Re: [Lsr] BGP vs PUA/PULSE

Peter Psenak Mon, 24 Jan 2022 09:42:53 -0800

On 24/01/2022 16:19, Christian Hopps wrote:


Peter Psenak <[email protected]> writes:

Chris,

On 24/01/2022 10:29, Christian Hopps wrote:

Again KISS applies here:
        If the summarization process *doesn't work* for a given prefix P, then
*don't use summarization* for prefix P!


above simply does not work.

1. so far nobody summarizes and it all works. True, reason being that the number
of PEs in the network is typically below 10k. Also summarization with the MPLS
data plane is problematic.

We are getting requests to design a next-gen networks that will include 100k
PEs. The summarization is essential in such scale.


So pick a better design -- seriously.

It seems its time to think "outside the single IGP box" to handle the PE to PE 
functionality when you start contemplating 100k PEs. Especially when every PE probably 
doesn't need full-mesh hyper-adaptive knowledge of every other PE for doing their jobs.

- multiple IGPs do not solve the problem. You can stick BGP betweenthem, but it brings its own issues. What else do you have?

- the point is we can scale IGPs to these numners with summarizationeasily. With summarization you have a perfect topology isolation anddecent convergence if we solve the problem in hand.

- nobody claims every PE needs to talk to every PE. But any PE in anyarea may need to talk to some PEs from other areas.


In any case the inelegance of the proposed changes to the routing protocol are 
a giant flashing red warning light that the chosen design is not the right one.
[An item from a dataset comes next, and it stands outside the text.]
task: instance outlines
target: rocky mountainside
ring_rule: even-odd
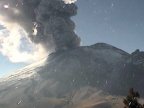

I don't understand the basis of the above statement.

thanks,
Peter


Thanks,
Chris.
[as wg member]


2. We are only talking about PE addresses here, not the infrastructure links
obviously - those are filtered out using other techniques. All the PE addresses
are equally important, it's not possible to make only some of them important,
while others not.




thanks,
Peter

Thanks,
Chris.
[As wg member]

Best Regards

Aijun Wang
China Telecom

-----Original Message-----
From: Christian Hopps <[email protected]>
Sent: Monday, January 24, 2022 1:50 PM
To: Gyan Mishra <[email protected]>
Cc: Christian Hopps <[email protected]>; Aijun Wang <[email protected]>;
Hannes Gredler <[email protected]>; John E Drake <[email protected]>; Les
Ginsberg (ginsberg) <[email protected]>; Peter Psenak (ppsenak)
<[email protected]>; Robert Raszuk <[email protected]>; Shraddha Hegde
<[email protected]>; Tony Li <[email protected]>; lsr <[email protected]>
Subject: Re: [Lsr] BGP vs PUA/PULSE


Ok, I guess I'll repeat what I said, as I don't believe anything new was 
presented here.

      Yes, having worked intimately with these IGPs for > 20 years now,
      I understand the use and the implications of using summary
      routes. :)

      My opinion remains unchanged.

"If a prefix is important enough to consider seriously hacking the routing
protocol to signal the prefix being unreachable, then that prefix is important
enough to not summarize to begin with." IOW; KISS

I'd prefer to not keep repeating this when presented with the same arguments, 
so please take any silence on my part as my opinion being unchanged.

Thanks,
Chris.
[As WG member]



Gyan Mishra <[email protected]> writes:

Hi Chris


Just about every vendor out there recommended best practice is to
layout address plan to take advantage of summarization wherever
possible and that as well includes PE loopback next hop attribute to
limit the router load as well as size of LSDB in the backbone as well
as domain wide.

I think you would be hard pressed to find any vendor that would say go
ahead and flood loopbacks domain wide and don’t summarize.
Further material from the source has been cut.